Hungarian pilgrim's hostel in Rome, Italy

Casa di Santo Stefano or Szent István Ház is the Hungarian pilgrim's hostel in Rome, located in Via del Casaletto 481.

==Background==
The first Hungarian pilgrim's hostel in Rome was established by King Stephen I of Hungary next to the church of Santo Stefano degli Ungheresi in Vatican. The hostel received travelers from the Kingdom of Hungary through 700 years. It was pulled down by Pope Pius VI in 1776 when he built a new sacristy for the St Peter's Basilica.

The Pope gave 7,500 scudos as compensation for the Collegium Germanicum et Hungaricum. Only in the 20th century was the old pilgrim's hostel of St. Stephen re-established by Catholic emigrants who left the country after the 1956 Hungarian Revolution.

==History==
Erzsébet Fáy became the nurse of a wealthy English gentleman, Lord Oliver Duncan and inherited his fortune. Erzsébet Fáy made contact with József Zágon, the Regent of the Hungarian Papal Institute and leader of the Hungarian emigrant community in Rome. She made a donation for a new pilgrim's hostel.

In 1965 József Zágon bought a parcel in the Gianicolense district of Rome from a lawyer named Pasini for 120 million liras. At that time Via del Casaletto was a rural neighbourhood with pastures and reeds but in the next decades it became a suburb of the growing city.

Hungarian university students who went into exile after 1956 gave 16 million liras for buying the lot.
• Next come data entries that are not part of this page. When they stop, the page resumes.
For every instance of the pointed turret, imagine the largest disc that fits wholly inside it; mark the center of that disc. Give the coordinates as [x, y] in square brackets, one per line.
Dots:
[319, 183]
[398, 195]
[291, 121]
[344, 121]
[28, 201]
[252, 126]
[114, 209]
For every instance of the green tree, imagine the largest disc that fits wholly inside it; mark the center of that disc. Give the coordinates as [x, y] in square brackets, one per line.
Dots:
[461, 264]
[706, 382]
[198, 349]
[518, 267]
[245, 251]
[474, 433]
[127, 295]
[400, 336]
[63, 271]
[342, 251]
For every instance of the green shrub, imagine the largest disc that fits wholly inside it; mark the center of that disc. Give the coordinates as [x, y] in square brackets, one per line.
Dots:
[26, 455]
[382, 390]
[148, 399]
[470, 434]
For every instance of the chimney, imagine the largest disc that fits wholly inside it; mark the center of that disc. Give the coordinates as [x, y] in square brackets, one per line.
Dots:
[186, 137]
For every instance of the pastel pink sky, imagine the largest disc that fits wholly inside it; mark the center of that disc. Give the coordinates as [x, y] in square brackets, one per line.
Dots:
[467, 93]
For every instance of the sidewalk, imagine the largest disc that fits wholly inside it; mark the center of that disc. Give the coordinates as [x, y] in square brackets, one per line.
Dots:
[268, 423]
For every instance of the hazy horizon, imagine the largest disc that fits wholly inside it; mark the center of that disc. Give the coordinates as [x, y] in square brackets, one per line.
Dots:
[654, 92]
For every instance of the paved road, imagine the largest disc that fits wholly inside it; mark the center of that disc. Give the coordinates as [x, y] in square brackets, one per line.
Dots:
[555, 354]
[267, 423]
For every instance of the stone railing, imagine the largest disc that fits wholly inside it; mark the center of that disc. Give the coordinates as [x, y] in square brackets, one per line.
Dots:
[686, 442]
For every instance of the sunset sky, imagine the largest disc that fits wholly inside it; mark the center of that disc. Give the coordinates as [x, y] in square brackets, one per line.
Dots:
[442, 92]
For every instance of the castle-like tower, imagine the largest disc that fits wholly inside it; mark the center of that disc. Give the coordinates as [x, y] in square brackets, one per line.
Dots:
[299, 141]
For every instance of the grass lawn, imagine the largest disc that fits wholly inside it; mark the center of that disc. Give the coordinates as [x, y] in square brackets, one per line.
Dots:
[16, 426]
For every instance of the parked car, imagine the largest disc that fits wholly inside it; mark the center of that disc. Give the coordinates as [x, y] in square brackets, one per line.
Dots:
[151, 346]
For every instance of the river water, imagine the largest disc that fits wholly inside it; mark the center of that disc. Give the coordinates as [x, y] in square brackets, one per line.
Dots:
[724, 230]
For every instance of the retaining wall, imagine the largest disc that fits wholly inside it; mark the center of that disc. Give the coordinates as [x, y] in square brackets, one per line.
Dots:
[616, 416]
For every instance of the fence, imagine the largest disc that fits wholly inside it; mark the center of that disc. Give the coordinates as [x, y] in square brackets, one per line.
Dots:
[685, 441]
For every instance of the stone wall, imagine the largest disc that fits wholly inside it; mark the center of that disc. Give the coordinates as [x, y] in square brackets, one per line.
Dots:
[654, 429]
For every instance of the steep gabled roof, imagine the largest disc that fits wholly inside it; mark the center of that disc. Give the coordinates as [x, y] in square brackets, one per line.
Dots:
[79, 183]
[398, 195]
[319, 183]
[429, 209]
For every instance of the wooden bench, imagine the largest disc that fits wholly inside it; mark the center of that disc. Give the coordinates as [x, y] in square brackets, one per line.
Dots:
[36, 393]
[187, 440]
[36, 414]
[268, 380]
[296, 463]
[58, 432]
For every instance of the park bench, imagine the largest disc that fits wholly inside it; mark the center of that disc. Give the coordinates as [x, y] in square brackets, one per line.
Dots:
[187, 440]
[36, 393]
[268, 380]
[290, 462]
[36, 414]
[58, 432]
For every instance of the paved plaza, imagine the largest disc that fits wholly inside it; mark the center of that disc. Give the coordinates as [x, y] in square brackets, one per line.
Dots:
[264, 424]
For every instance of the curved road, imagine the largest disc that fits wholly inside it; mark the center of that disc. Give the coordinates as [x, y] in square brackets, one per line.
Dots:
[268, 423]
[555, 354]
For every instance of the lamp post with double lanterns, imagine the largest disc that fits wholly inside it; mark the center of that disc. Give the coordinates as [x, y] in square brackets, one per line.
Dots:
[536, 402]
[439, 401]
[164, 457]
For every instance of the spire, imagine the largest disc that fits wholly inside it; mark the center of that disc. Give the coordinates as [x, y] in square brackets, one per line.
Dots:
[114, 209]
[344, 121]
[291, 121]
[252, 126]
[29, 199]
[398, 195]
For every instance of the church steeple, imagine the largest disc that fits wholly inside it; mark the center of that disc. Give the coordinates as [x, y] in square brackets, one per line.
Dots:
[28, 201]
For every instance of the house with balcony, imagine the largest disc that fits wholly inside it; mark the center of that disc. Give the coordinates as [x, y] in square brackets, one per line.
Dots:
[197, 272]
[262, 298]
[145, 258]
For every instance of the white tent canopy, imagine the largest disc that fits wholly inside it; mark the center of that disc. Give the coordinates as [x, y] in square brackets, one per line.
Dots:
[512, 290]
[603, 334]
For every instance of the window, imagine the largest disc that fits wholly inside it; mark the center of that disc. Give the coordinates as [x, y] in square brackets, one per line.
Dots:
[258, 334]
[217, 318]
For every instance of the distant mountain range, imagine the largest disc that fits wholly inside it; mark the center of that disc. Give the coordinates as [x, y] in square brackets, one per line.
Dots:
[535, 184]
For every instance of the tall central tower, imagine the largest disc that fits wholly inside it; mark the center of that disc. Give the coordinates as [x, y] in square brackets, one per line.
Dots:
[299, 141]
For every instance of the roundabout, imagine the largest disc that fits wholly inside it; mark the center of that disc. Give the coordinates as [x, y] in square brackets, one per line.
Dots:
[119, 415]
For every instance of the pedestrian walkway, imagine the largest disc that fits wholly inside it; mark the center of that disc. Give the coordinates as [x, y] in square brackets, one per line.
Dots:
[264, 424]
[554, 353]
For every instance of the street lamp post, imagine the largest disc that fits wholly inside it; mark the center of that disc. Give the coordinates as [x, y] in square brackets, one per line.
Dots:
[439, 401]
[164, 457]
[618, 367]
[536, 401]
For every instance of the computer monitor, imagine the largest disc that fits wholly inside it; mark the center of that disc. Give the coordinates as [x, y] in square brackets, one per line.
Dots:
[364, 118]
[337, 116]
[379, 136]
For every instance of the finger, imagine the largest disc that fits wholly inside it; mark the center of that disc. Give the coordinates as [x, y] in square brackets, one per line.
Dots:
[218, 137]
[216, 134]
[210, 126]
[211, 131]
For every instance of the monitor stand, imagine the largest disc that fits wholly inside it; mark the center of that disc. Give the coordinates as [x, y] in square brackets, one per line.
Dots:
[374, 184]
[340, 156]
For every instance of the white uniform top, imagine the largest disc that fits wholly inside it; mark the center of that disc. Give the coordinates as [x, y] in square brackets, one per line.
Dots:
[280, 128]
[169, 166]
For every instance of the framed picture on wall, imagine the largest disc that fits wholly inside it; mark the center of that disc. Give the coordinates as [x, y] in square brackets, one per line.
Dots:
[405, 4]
The remaining part of the sum was donated by Hungarians living in the United States and Switzerland.

The modern hostel was inaugurated on 20 August 1967. It is the property of the St. Stephen Foundation but run by the Congregatio Sororum Scholarum de Kalocsa (Kalocsai Iskolanővérek), a Hungarian religious order for women.
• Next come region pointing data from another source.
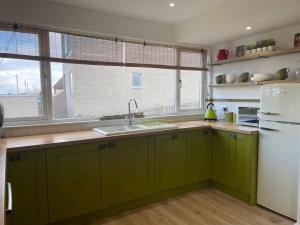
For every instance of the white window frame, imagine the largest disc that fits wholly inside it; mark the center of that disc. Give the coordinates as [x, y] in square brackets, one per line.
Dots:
[46, 87]
[140, 74]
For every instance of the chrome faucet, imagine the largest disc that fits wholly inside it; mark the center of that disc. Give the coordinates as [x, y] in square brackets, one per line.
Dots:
[130, 115]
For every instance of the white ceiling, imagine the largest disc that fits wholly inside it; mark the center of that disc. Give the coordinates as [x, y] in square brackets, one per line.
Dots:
[156, 10]
[204, 22]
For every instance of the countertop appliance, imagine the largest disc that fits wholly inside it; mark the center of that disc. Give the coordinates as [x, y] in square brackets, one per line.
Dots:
[248, 116]
[210, 113]
[279, 142]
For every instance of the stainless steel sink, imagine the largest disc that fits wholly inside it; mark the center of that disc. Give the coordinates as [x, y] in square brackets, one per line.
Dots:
[114, 130]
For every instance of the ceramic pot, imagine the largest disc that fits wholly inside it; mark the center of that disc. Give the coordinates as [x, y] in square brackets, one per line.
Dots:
[259, 50]
[248, 52]
[219, 79]
[271, 48]
[244, 77]
[282, 74]
[230, 78]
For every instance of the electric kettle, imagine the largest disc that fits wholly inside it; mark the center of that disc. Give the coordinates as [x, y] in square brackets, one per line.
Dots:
[223, 54]
[210, 113]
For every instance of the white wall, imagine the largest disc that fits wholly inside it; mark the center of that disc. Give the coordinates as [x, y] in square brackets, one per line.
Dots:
[55, 15]
[284, 38]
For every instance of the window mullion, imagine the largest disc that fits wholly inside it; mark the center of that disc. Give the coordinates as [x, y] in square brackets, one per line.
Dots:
[46, 75]
[177, 84]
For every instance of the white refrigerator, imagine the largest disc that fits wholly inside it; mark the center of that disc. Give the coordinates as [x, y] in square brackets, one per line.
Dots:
[279, 148]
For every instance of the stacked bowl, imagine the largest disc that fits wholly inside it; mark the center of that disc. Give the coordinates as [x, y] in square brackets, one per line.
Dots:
[259, 77]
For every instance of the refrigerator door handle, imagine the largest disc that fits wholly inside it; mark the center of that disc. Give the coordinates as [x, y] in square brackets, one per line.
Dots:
[268, 129]
[270, 113]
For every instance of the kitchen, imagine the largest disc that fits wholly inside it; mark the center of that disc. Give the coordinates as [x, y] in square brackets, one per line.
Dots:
[147, 112]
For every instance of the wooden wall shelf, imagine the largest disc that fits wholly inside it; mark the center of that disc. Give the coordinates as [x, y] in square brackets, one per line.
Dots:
[250, 83]
[267, 54]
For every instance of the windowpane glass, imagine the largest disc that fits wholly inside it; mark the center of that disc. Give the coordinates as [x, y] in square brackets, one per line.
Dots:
[105, 90]
[191, 90]
[20, 88]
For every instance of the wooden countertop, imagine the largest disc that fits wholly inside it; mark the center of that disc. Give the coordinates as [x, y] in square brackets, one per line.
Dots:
[61, 139]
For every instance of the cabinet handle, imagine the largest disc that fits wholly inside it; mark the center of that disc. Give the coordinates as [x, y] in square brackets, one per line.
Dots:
[9, 199]
[102, 146]
[112, 144]
[233, 136]
[214, 132]
[14, 158]
[174, 136]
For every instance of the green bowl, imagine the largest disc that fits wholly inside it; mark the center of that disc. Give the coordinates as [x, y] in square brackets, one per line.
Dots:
[244, 77]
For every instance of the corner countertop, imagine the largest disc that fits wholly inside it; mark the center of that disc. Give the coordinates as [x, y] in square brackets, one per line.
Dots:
[62, 139]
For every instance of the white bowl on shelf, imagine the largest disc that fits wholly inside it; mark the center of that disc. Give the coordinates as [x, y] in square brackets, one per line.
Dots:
[260, 79]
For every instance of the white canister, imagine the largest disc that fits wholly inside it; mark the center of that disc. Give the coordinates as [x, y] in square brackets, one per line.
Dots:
[230, 78]
[259, 50]
[271, 48]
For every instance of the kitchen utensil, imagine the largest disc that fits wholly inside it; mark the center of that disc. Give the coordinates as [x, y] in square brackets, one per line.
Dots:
[219, 79]
[244, 77]
[223, 54]
[258, 79]
[298, 73]
[230, 78]
[229, 117]
[210, 113]
[282, 74]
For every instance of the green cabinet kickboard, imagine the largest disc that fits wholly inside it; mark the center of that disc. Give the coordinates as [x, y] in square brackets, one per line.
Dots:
[74, 181]
[26, 171]
[127, 169]
[71, 183]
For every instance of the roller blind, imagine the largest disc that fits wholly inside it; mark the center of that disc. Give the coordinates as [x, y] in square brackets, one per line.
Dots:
[44, 45]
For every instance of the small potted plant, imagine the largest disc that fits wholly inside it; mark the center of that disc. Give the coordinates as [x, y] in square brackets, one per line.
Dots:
[270, 43]
[265, 45]
[1, 119]
[249, 49]
[252, 48]
[259, 46]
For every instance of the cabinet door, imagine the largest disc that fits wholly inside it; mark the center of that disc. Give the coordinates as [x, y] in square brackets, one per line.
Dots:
[240, 148]
[73, 180]
[200, 155]
[172, 160]
[220, 157]
[26, 171]
[127, 169]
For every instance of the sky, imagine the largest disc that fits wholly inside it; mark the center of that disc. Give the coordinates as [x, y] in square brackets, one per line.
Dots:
[25, 73]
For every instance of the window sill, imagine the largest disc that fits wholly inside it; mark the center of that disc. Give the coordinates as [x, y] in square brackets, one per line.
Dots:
[59, 126]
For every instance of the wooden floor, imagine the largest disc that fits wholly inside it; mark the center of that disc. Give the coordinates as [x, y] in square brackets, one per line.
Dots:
[204, 207]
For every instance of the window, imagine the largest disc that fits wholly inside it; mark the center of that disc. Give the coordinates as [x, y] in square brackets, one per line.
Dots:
[88, 77]
[105, 90]
[191, 94]
[137, 80]
[20, 80]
Casa di Santo Stefano was visited by the exiled leader of the Catholic Church, József Mindszenty on 2 October 1971. The house is a popular place of accommodation for Hungarian travelers and pilgrims in Rome from Hungary, Romania, Slovakia and other countries. It is decorated with the paintings of an emigrant priest-artist, Péter Prokop and surrounded with a garden.

The Casa di Santo Stefano was consecrated by Cardinal Péter Erdő, Archbishop of Esztergom-Budapest in September 2021. Also present was Miklós Soltész, Hungarian state secretary for church and minority relations.